At this point we have completed a brief introduction to LBM, if you still have doubts, you can check the related information or read the code we provide.

Getting started

Make sure you read through the entire specification before starting the project.

You will be using gitlab to collaborate with your group partner. Autolab will use the files from gitlab. Make sure that you have access to gitlab. In the group CS110_23s_Projects you should have access to your project 3 project.
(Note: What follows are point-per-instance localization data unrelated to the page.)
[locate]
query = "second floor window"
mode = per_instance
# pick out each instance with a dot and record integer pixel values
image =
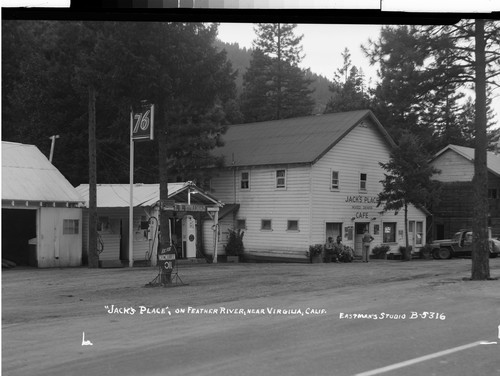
(362, 182)
(241, 224)
(280, 178)
(266, 225)
(492, 193)
(335, 180)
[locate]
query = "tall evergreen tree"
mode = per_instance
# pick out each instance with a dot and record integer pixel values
(274, 82)
(474, 48)
(408, 179)
(175, 64)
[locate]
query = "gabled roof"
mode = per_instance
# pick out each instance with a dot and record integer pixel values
(28, 175)
(118, 195)
(492, 159)
(289, 141)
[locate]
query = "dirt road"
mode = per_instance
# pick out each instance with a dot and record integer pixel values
(237, 318)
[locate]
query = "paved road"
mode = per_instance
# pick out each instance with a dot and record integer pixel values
(316, 333)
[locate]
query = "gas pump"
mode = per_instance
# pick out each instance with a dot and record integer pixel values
(189, 236)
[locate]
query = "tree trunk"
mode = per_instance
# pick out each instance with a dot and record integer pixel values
(93, 256)
(480, 252)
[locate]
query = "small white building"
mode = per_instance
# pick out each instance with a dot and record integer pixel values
(190, 210)
(299, 181)
(41, 217)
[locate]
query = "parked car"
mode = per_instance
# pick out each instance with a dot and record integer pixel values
(461, 245)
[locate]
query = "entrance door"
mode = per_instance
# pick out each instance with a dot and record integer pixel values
(411, 234)
(358, 239)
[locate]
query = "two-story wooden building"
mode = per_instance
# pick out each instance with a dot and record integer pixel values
(455, 208)
(299, 181)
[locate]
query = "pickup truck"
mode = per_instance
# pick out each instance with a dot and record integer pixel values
(461, 245)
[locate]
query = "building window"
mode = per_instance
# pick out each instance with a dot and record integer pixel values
(281, 179)
(207, 184)
(103, 224)
(241, 224)
(292, 225)
(362, 182)
(389, 232)
(70, 226)
(493, 193)
(245, 180)
(266, 225)
(335, 180)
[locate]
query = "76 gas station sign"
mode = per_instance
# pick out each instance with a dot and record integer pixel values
(143, 122)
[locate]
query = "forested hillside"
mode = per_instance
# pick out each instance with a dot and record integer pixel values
(240, 58)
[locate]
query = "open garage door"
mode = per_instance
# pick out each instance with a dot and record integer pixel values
(18, 227)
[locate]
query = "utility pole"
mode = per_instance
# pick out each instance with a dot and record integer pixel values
(165, 246)
(52, 145)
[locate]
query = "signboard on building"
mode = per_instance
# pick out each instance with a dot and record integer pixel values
(143, 122)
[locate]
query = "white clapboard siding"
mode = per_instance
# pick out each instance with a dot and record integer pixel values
(454, 167)
(358, 152)
(309, 199)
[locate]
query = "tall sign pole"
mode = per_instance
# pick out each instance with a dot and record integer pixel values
(141, 129)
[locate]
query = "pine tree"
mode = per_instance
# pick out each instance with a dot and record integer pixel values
(408, 179)
(348, 88)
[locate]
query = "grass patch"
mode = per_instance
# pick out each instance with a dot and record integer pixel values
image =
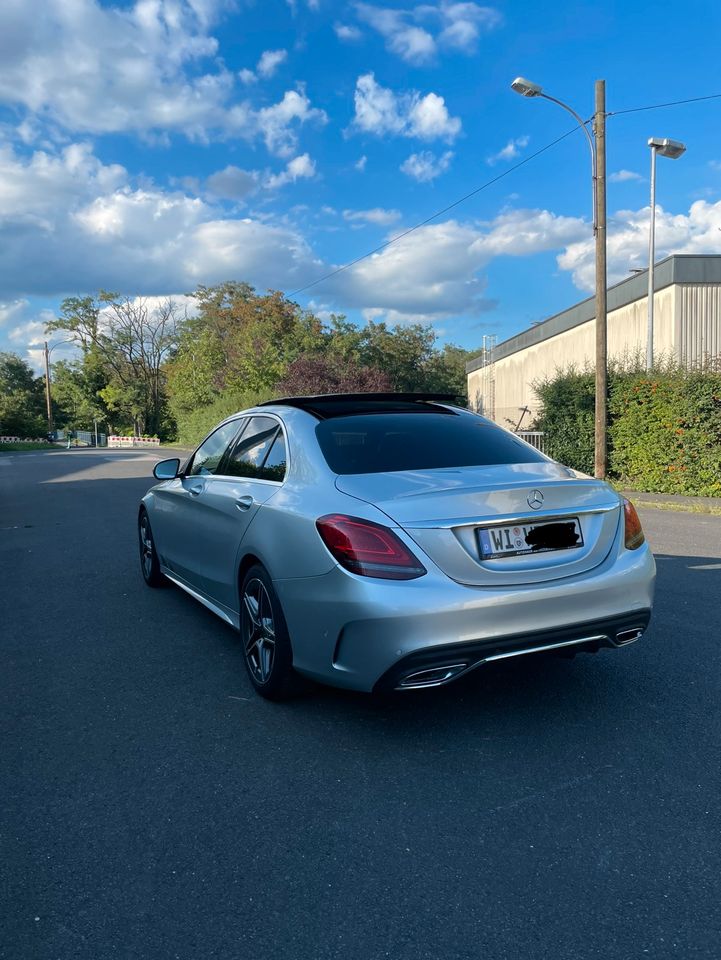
(19, 447)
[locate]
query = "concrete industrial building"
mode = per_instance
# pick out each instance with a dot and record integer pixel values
(687, 328)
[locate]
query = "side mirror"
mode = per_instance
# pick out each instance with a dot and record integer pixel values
(166, 469)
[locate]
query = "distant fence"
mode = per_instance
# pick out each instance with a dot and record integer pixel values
(537, 438)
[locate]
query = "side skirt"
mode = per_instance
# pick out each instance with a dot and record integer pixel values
(218, 609)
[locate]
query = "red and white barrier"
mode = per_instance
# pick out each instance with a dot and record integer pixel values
(130, 442)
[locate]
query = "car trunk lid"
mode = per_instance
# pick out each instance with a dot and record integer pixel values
(444, 510)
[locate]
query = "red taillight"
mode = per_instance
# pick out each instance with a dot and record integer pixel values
(368, 548)
(634, 530)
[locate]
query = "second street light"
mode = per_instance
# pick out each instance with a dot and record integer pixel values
(672, 149)
(597, 144)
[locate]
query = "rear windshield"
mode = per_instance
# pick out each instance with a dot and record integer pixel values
(385, 442)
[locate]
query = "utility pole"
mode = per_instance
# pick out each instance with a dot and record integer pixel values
(599, 130)
(47, 388)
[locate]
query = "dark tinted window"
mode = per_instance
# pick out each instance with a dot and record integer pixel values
(274, 466)
(248, 456)
(209, 454)
(386, 442)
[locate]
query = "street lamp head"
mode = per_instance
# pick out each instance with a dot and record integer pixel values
(667, 148)
(526, 88)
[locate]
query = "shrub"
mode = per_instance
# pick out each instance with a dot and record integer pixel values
(664, 426)
(568, 417)
(193, 426)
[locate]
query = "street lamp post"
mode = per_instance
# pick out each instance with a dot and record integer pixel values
(597, 145)
(672, 149)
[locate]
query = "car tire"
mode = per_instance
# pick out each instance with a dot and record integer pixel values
(149, 563)
(267, 649)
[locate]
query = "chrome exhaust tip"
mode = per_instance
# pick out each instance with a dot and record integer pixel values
(431, 676)
(628, 636)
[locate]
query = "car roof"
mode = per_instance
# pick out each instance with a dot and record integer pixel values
(327, 405)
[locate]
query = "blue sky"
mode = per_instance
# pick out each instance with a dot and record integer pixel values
(149, 146)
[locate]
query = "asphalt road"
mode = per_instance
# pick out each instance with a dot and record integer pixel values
(153, 807)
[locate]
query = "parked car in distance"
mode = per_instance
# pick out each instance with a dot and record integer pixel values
(392, 542)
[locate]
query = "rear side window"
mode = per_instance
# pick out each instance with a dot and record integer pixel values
(251, 456)
(209, 454)
(387, 442)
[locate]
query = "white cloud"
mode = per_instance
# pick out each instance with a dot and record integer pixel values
(31, 188)
(417, 34)
(511, 150)
(410, 42)
(11, 312)
(377, 215)
(463, 24)
(627, 247)
(269, 62)
(425, 166)
(298, 168)
(347, 33)
(32, 332)
(381, 111)
(150, 67)
(622, 176)
(68, 225)
(276, 122)
(433, 272)
(232, 183)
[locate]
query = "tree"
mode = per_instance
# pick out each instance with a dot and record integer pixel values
(310, 375)
(22, 399)
(129, 339)
(402, 352)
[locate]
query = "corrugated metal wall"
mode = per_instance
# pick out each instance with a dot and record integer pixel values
(699, 322)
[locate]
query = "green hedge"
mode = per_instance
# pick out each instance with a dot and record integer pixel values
(664, 426)
(192, 427)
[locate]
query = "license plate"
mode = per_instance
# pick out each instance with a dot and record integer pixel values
(519, 539)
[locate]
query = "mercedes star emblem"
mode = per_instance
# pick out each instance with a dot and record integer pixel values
(535, 499)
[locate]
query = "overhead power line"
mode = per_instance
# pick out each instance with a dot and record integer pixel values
(489, 183)
(670, 103)
(434, 216)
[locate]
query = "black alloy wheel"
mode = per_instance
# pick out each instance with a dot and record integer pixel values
(149, 563)
(266, 644)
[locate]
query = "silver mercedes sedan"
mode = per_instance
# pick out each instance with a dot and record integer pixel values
(392, 542)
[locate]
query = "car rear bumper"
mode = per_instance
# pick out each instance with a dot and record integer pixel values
(434, 667)
(353, 632)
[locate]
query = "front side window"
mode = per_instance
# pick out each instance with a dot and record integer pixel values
(209, 454)
(259, 453)
(380, 443)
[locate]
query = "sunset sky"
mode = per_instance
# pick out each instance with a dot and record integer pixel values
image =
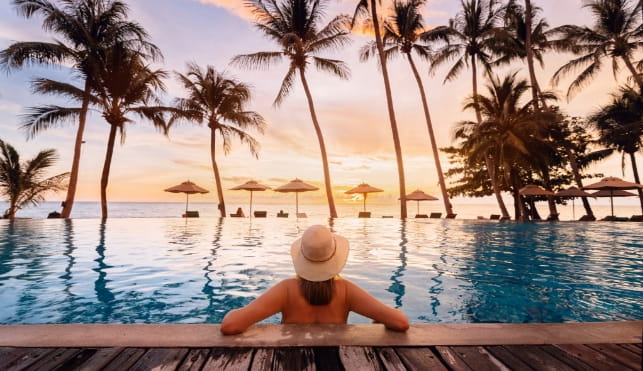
(352, 113)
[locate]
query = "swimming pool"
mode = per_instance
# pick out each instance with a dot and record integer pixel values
(194, 271)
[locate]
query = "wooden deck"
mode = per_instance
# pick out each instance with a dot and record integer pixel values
(611, 357)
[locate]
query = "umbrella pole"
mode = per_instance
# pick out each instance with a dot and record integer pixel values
(250, 215)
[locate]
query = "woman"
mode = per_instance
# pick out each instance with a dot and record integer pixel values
(317, 294)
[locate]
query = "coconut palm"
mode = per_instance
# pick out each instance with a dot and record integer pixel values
(296, 26)
(24, 183)
(616, 34)
(472, 39)
(220, 102)
(403, 34)
(620, 126)
(367, 9)
(85, 30)
(124, 86)
(510, 130)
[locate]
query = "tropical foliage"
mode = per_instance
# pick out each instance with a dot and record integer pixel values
(220, 102)
(25, 183)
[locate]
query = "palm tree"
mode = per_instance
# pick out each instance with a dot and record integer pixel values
(220, 101)
(472, 38)
(86, 28)
(620, 126)
(23, 183)
(124, 85)
(362, 10)
(512, 132)
(295, 25)
(402, 34)
(616, 34)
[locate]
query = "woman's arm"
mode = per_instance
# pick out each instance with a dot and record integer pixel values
(272, 301)
(361, 302)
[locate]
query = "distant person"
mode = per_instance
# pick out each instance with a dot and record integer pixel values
(240, 212)
(317, 294)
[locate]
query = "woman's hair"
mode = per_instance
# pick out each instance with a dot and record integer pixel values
(317, 293)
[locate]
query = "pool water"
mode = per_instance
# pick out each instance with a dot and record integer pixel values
(436, 271)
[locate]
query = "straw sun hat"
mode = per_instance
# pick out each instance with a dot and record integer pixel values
(319, 255)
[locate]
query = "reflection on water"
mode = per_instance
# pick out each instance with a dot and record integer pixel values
(194, 271)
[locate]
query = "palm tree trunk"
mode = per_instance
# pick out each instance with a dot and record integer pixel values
(391, 111)
(573, 162)
(530, 54)
(490, 163)
(215, 168)
(104, 179)
(434, 147)
(636, 178)
(633, 71)
(75, 165)
(322, 146)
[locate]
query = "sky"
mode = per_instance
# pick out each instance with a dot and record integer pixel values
(352, 113)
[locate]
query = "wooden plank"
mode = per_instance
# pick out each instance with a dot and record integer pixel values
(356, 358)
(54, 359)
(479, 359)
(537, 358)
(262, 359)
(419, 358)
(125, 359)
(452, 359)
(160, 359)
(567, 358)
(194, 359)
(327, 358)
(507, 358)
(228, 359)
(620, 354)
(78, 359)
(390, 359)
(294, 359)
(24, 357)
(101, 358)
(591, 356)
(632, 348)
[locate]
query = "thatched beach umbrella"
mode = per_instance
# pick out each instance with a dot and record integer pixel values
(612, 184)
(188, 188)
(296, 186)
(572, 192)
(251, 186)
(418, 196)
(364, 189)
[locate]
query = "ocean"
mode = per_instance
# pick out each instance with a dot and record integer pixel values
(465, 209)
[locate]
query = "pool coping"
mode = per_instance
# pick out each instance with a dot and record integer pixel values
(208, 335)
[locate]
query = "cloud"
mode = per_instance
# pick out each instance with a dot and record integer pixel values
(235, 7)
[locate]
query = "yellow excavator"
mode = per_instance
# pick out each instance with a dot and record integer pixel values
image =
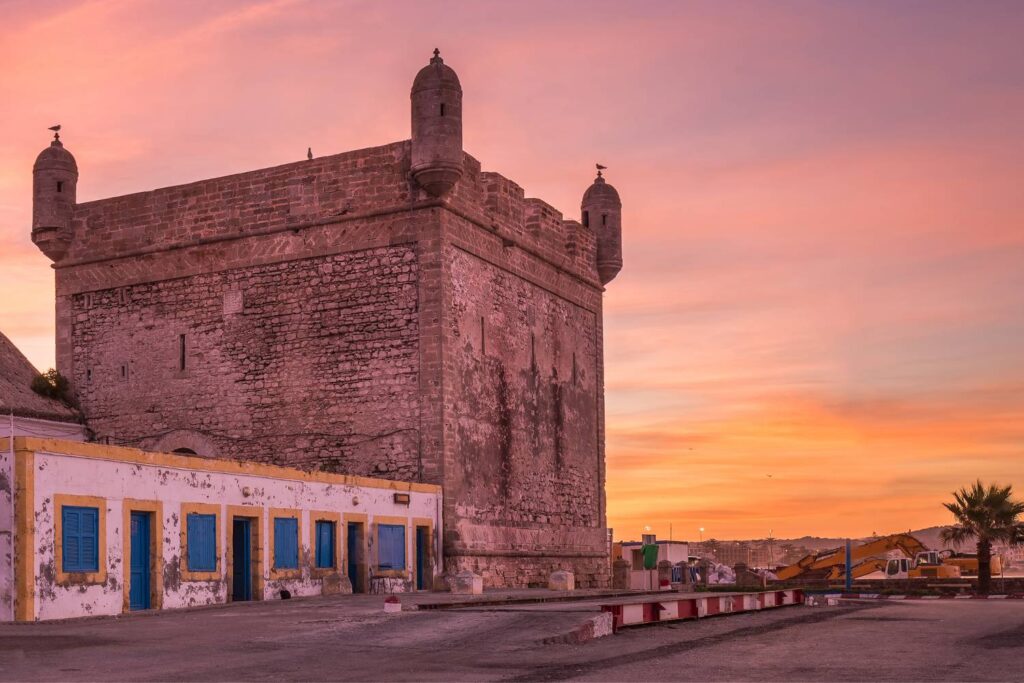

Also, in the group CS110_23s, you should have access to the p3_framework.

Obtain your files

Clone your p3 repository from GitLab.
In the repository add a remote repo that contains the framework files: git remote add framework https://autolab.sist.shanghaitech.edu.cn/gitlab/cs110_23s/p3_framework.git
Go and fetch the files: git fetch framework
Now merge those files with your master branch: git merge framework/master
The rest of the git commands work as usual.

Files

The framework contains the following files and directories:

data/ - A folder containing test parameters and reference results.
scripts/ - A folder that contains scripts for visualizing results and correctness tests.
calc.c - A file contains calculation functions that are not used for the main iterative process.
d2q9_bgk.c - A file that contain the most important iterations of the process, the files that you should pay the most attention to.
main.c - A file contains the main function that describes the entire flow of the program.
types.h - The file contains global type definitions.
utils.c - A file contains some utility functions used for initialization, destruction, and output files.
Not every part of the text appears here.